A travel agency advertisement for a halal trip to China. The agency seeks to add value and distinctiveness by partnering with airlines, hotels, and Islamic organizations that can provide scholars who can give the Muslim tourists a historical perspective. Of course, the value-added service comes at a premium, and those who have gone to Hajj on such packages know that the cost can go as high as $10,000 per person. Obviously, these packages are not tailored to the rank-and-file Muslim, even in Europe and America. This writer is not aware of any studies done on the participants in these excursions to see if the attachment to an Islamic historical heritage has motivated any excitement to leverage Islam for solutions to problems in the present such as environmental abuse and degradation, wars of aggression, and resource polarization. Don’t expect the organized tours to China to be visiting those areas where Uighurs are being persecuted in concentration camps just because they are Muslims.

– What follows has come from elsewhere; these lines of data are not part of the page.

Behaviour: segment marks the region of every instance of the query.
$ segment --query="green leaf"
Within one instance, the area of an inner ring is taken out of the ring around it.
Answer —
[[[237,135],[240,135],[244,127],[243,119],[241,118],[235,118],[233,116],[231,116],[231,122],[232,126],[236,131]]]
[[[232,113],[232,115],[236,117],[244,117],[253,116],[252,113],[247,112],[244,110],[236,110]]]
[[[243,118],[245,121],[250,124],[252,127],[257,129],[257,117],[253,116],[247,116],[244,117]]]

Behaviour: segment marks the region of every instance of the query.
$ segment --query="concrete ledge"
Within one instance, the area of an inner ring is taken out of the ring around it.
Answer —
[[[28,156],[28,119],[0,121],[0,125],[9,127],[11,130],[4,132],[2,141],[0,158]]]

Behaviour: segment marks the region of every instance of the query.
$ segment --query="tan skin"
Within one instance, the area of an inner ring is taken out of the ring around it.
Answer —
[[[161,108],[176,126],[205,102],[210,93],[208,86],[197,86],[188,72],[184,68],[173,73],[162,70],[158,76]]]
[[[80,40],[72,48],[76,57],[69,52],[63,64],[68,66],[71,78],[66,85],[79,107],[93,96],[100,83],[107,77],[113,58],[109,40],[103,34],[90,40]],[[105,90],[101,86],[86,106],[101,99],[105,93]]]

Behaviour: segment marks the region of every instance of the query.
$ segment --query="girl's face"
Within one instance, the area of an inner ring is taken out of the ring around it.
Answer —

• Scholars become obliged to the rich – these trips can be expensive! Our family looked into going on ziyarah with Caravan72 in December 2019 but at $5,000+ per person, that trip would bust the budget of our family of five. Scholars keen on attracting the affluent may compromise their words and actions so as not to alienate their upper class clientele.

• Scholars avoid censuring oppressive regimes – trips require government approval of visas and other paperwork of host countries. This necessity could get in the way of scholars’ criticizing or boycotting the oppressive regimes of countries they visit. American Muslim scholar Muhammad al-‘Asi, who has been denouncing the Saudi monarchy from the pulpit for the past 40 years, for example, is banned by the Saudi regime from entering Arabia to perform Hajj, a religious obligation. Fears of a similar fate could prevent scholars-cum-tour guides from criticizing the Saudi regime and others.

• Scholars lose priorities – American Muslim scholar Yasir Qadhi, who has 900,000 followers on Facebook, is the dean of the newly established Islamic Seminary of America, imam of the Memphis Islamic Center, dean at al-Maghrib Institute, and professor at Rhodes College. But his Facebook page looks more like a travel agency brochure than an academic source of Islamic knowledge! Almost half (7 out of 15) of the posts on his page so far this year (as of the writing of this article) promote overseas tours. That’s because he leads multiple “sacred journeys” every year in conjunction with a popular travel agency. Planning and executing these trips takes precious time (“I am already preparing the lectures that I plan to give about the history of this region, its civilizations, and the famous scholars it has produced — such as Imam al-Bukhari, Muslim, al-Tirmidhi, and others,” Qadhi wrote on Facebook January 22 regarding his planned trip to Uzbekistan in June), and could interfere with primary responsibilities to organize, protect, and strengthen Muslim communities in America.

With the world suffering from war, hunger, and moral decay, scholars must set priorities toward ending oppression and establishing social justice. Is going on these trips the best use of our money and time right now? Would these scholars be encouraging wanderlust (“Learn fascinating, uplifting, and amazing facts about our past that will bring the history and heritage of Muslim Spain to life!”) if it wasn’t profitable for them? Islamic organizations need to put in place conflict of interest policies to ensure that decisions are being made in the best interest of Islam, Muslims, and humanity, and not the personal benefit of the leadership.

One imam on the West Coast got fired in December for allegedly neglecting his duties while hyper-focusing on overseas trips. This should be a warning sign for others traveling down this path.